A peaberry is a coffee berry containing one rounded seed (instead of the usual two hemispherical seeds) caused by non-fertilisation of one ovule or subsequent absorption. These beans are a naturally occurring 'mutation' thought to be caused by stress on the coffee plant. They are a rare occurrence, representing up to 8% of a harvest, and are coveted by devotees for what is said to be a sweeter flavour - Noosa Black's Peaberry roast has been described as having a flavour or 'nose' similar to a chocolate brownie. Any unique flavour noted in peaberry coffee beans is more accurately attributed to the size and density of the single bean and how it reacts to heat when roasting, as opposed to the peaberry bean having inherently unique characteristics.
Peaberry coffee beans (also known as caracol coffee beans or caracolillo coffee beans) are smaller in size than a standard 'flat' bean, so our peaberries are sorted from each harvest and roasted separately to ensure even roasting and consistent flavour. Around eight percent of each harvest at Noosa Black are peaberry beans, and these are sold as our Peaberry roast. We don't know how much of each harvest is peaberry until the parchment beans are hulled and sorted where they are sized by being passed through a series of screens. The occasional peaberry will sneak into some of our other roasts.

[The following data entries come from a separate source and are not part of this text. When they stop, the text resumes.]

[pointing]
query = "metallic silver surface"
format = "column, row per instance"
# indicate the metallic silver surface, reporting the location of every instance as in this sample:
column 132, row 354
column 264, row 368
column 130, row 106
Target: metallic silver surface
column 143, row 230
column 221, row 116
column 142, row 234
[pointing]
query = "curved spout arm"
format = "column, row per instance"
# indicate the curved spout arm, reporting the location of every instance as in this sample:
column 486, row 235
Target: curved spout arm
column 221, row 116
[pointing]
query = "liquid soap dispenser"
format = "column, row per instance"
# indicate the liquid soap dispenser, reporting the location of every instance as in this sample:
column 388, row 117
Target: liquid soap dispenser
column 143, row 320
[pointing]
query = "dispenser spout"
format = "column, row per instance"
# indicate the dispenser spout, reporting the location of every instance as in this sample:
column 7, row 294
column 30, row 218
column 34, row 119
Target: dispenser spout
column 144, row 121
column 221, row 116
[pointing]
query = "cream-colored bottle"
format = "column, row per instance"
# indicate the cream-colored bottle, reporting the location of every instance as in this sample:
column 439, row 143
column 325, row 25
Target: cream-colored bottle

There is a lot of debate and soapbox commentary around the subject of peaberry coffee - do they really give a better flavour? We'll leave it up to you to decide. After all, it comes down to your own tastes, and this can vary widely from person to person. Flavour in coffee can also be dramatically altered depending on the coffee making method used; some coffee beans are better suited to certain methods than others. And not everyone has a 'nose' for coffee, so any subtle difference in flavour may go unnoticed.
Our peaberry is a favourite brew on the farm, but we can't drink too much of it or there wouldn't be any left for our customers!